新婚アルバム 1952年(昭和27年) ドラマ傑作選


1952年(昭和27年)2月15日、テレビ開局のほぼ一年前、世田谷区・砧にあるNHK 技研スタジオで
戦後第一作となる「新婚アルバム」という15分間の短いホームドラマが実験放送された。
脚本は、東宝の映画監督であった山本嘉次郎が、当時の制作条件の厳しさを考慮して書き上げたもの。
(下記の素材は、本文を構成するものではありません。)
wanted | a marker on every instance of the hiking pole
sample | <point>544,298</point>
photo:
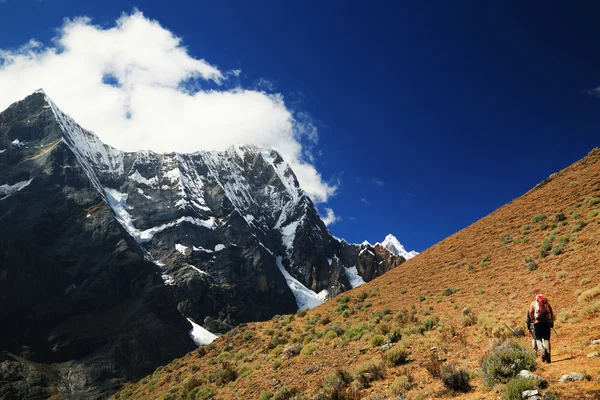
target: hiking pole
<point>556,333</point>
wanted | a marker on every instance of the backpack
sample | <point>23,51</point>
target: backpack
<point>541,312</point>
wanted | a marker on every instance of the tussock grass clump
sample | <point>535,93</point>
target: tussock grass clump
<point>394,335</point>
<point>455,378</point>
<point>515,387</point>
<point>449,291</point>
<point>336,387</point>
<point>397,355</point>
<point>223,374</point>
<point>401,385</point>
<point>589,295</point>
<point>367,372</point>
<point>538,218</point>
<point>505,239</point>
<point>545,248</point>
<point>356,332</point>
<point>266,395</point>
<point>505,360</point>
<point>578,226</point>
<point>202,393</point>
<point>286,394</point>
<point>376,340</point>
<point>308,349</point>
<point>429,323</point>
<point>291,350</point>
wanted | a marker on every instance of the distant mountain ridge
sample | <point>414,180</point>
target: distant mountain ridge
<point>229,235</point>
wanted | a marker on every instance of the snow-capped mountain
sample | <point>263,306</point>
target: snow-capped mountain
<point>111,259</point>
<point>395,247</point>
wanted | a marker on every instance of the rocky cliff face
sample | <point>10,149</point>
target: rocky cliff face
<point>103,253</point>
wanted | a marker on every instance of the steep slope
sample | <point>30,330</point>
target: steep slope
<point>104,253</point>
<point>71,285</point>
<point>451,303</point>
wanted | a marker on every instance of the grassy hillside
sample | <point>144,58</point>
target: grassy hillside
<point>431,320</point>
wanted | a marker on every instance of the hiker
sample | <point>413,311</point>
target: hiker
<point>529,325</point>
<point>540,319</point>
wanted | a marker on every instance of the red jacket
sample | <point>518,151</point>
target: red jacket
<point>551,315</point>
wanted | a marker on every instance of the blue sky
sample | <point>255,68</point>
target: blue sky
<point>429,116</point>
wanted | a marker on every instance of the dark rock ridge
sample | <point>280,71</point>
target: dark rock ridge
<point>104,253</point>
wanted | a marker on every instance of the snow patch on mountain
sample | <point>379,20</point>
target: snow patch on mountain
<point>199,335</point>
<point>7,190</point>
<point>181,248</point>
<point>395,247</point>
<point>288,234</point>
<point>354,277</point>
<point>118,203</point>
<point>140,191</point>
<point>137,177</point>
<point>305,298</point>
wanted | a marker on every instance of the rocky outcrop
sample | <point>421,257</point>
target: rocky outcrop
<point>104,254</point>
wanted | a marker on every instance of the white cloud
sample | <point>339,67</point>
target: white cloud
<point>330,218</point>
<point>137,87</point>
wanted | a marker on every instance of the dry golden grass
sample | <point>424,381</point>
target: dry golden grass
<point>486,269</point>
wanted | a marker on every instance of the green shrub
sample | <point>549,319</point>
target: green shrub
<point>223,374</point>
<point>430,323</point>
<point>402,384</point>
<point>266,395</point>
<point>515,387</point>
<point>394,336</point>
<point>545,248</point>
<point>578,226</point>
<point>538,218</point>
<point>202,393</point>
<point>335,386</point>
<point>589,295</point>
<point>563,240</point>
<point>449,291</point>
<point>330,335</point>
<point>558,250</point>
<point>356,332</point>
<point>291,349</point>
<point>286,394</point>
<point>367,372</point>
<point>300,314</point>
<point>397,355</point>
<point>505,361</point>
<point>455,378</point>
<point>308,349</point>
<point>376,340</point>
<point>532,266</point>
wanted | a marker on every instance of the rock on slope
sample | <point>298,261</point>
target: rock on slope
<point>103,253</point>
ストーリーは、会社員の今井(太宰久雄)と結婚したばかりのヒロイン・芳子(坂本和子)を訪ねて来た
親友の秋江(尾崎勝子)が、今井は私が以前につきあっていた男ではないかと不安になるというもの。
玄関と茶の間のシーンだけの一幕ものに近い構成だが、茶の間といってもお粗末な限りで、コンクリート
の上にござを敷いてごまかし、タンスもはりぼて。カメラも移動に不便な三脚式であった。
カット割りこそ33を数えたが、そのほとんどが上半身を撮るバストショットか、全身を撮るフルショット。
アップは手間がかかるとの理由からほとんどなかった。
仮設スタジオでの生放送で、外部の雑音が混入するという状況だったが、こうした演劇に近い、荒削りの
ドラマづくりは、最近のものにはない、良さがあったと指摘するむきも多い。
1952年から1953年にかけて、約40本のこうした実験放送ドラマが制作され、1953年 (昭和28年)2月1日、
テレビはようやく一般に向けた本放送を開始することになる。